Tabular or free form text.

11. Risks and Technical Debts

Risk Description

Integration with Wikidata

Extracting meaningful and accurate data from Wikidata for generating questions and hints may be challenging. Data inconsistencies, missing attributes, or outdated information could lead to incorrect questions or hints.

LLM Accuracy

The LLM may generate incorrect or misleading hints (hallucinations).

Scalability of the System

As more users register and play, the backend (Wikidata API, LLM API, and database) may face performance bottlenecks.

User Authentication and Data Privacy

User registration and historical data storage introduce potential security vulnerabilities (e.g., data leaks, unauthorized access). Compliance with GDPR or other privacy regulations is also a concern.

12. Glossary

Term Definition

WikiData

Large database containing information from multiple subjects that’s free to access and open to modifications. We will use it to generate questions for the game.

LLM

A Large Language Model is a pre-trained language model with ample knowledge about many different topics that can deliver answers in a way similar to human speach. It will be used to provide clues to the user

Spring

Popular framework for the development of web applications that provides different modules for common services such as authentication, access to databases, security, etc.

Framework

Set of concepts and practices used for solving a problem that can be used as a template for solving similar problems.

LLM

A Large Language Model is a pre-trained language model with ample knowledge about many different topics that can deliver answers in a way similar to human speech. It will be used to provide clues to the user.

Gemini

A LLM developed by Google.
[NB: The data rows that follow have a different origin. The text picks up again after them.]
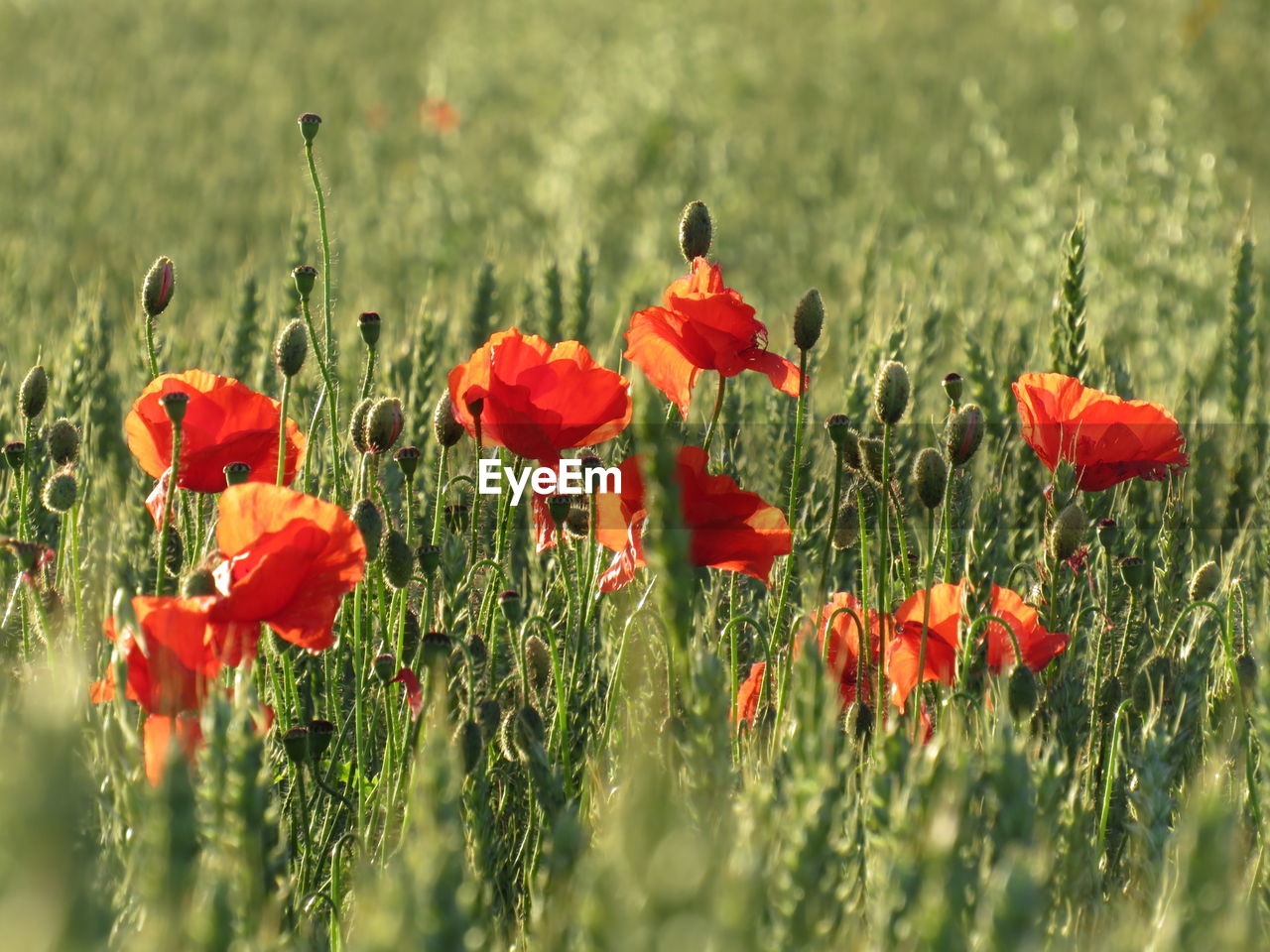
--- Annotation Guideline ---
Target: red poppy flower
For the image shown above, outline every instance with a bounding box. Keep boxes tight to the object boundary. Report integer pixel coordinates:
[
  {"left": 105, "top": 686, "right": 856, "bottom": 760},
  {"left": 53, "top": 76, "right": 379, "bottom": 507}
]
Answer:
[
  {"left": 123, "top": 371, "right": 305, "bottom": 493},
  {"left": 1013, "top": 373, "right": 1189, "bottom": 493},
  {"left": 595, "top": 447, "right": 793, "bottom": 591},
  {"left": 449, "top": 327, "right": 631, "bottom": 466},
  {"left": 625, "top": 258, "right": 800, "bottom": 417},
  {"left": 210, "top": 482, "right": 366, "bottom": 652}
]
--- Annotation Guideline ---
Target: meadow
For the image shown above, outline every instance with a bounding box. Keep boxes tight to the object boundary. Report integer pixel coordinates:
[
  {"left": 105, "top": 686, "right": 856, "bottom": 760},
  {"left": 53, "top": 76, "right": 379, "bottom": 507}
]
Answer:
[{"left": 0, "top": 0, "right": 1270, "bottom": 952}]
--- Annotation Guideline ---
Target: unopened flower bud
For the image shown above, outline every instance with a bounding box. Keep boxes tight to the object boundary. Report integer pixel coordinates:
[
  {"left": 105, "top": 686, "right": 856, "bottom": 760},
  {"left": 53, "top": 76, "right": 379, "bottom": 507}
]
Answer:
[
  {"left": 273, "top": 317, "right": 309, "bottom": 377},
  {"left": 913, "top": 447, "right": 949, "bottom": 509},
  {"left": 680, "top": 202, "right": 713, "bottom": 264},
  {"left": 874, "top": 361, "right": 909, "bottom": 424},
  {"left": 141, "top": 258, "right": 177, "bottom": 317},
  {"left": 794, "top": 289, "right": 825, "bottom": 350}
]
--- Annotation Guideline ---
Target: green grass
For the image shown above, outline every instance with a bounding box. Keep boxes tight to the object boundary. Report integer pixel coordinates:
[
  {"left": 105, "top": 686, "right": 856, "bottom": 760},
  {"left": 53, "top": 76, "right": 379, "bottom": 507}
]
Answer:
[{"left": 0, "top": 0, "right": 1270, "bottom": 949}]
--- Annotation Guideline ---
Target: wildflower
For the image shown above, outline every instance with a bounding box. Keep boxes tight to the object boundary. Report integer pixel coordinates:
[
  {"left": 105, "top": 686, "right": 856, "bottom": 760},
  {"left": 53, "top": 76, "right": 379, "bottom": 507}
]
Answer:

It will be one of the LLMs used in our application.

Gitlab flow

Branching strategy whit 3 different branch types. A Master branch with stable code for release, a Deployment branch where errors are still being fixed and a Feature branch for each feature developed for the system.

MongoDB

An opensource Database system NoSQL. Since it is non-relational, the data isn’t stored in tables but in BSON, a structure similar to JSON.

NoSQL databases

Umbrella term used for database systems that store data in a non-relational way. In relational databases, data is stored in tables and connections are established through relationships. NoSQL databases don’t follow this format and may relate the elements of the database using any other method.

JSON

Text format used for transferring data. Information is stored in pairs of “name” and “value”, with “name” acting as an identifier for the attribute and “value” its current value.

BSON

(Binary JSON) Data format used by MongoDB. It includes all JSON data structure types and adds support for types including dates, different size integers, ObjectIds, and binary data.

Docker

Platform for developers and system administrators. Provides an extra layer or abstraction compared to Virtual Machines since the containers themselves are not found on the guest operating system but on Docker. It also provides orchestration between containers without the big files needed for VMs.

Container

Executable package that encloses an application. Multiple containers can form a complex architecture while remaining isolated from each other. It is a live instance of an image, allowing it to be shared and stored.

Image

File that includes everything necessary to run an application such as code, runtime system, libraries, runtime variables and configuration files. This will ensure that running the application is consistent independently of the environment.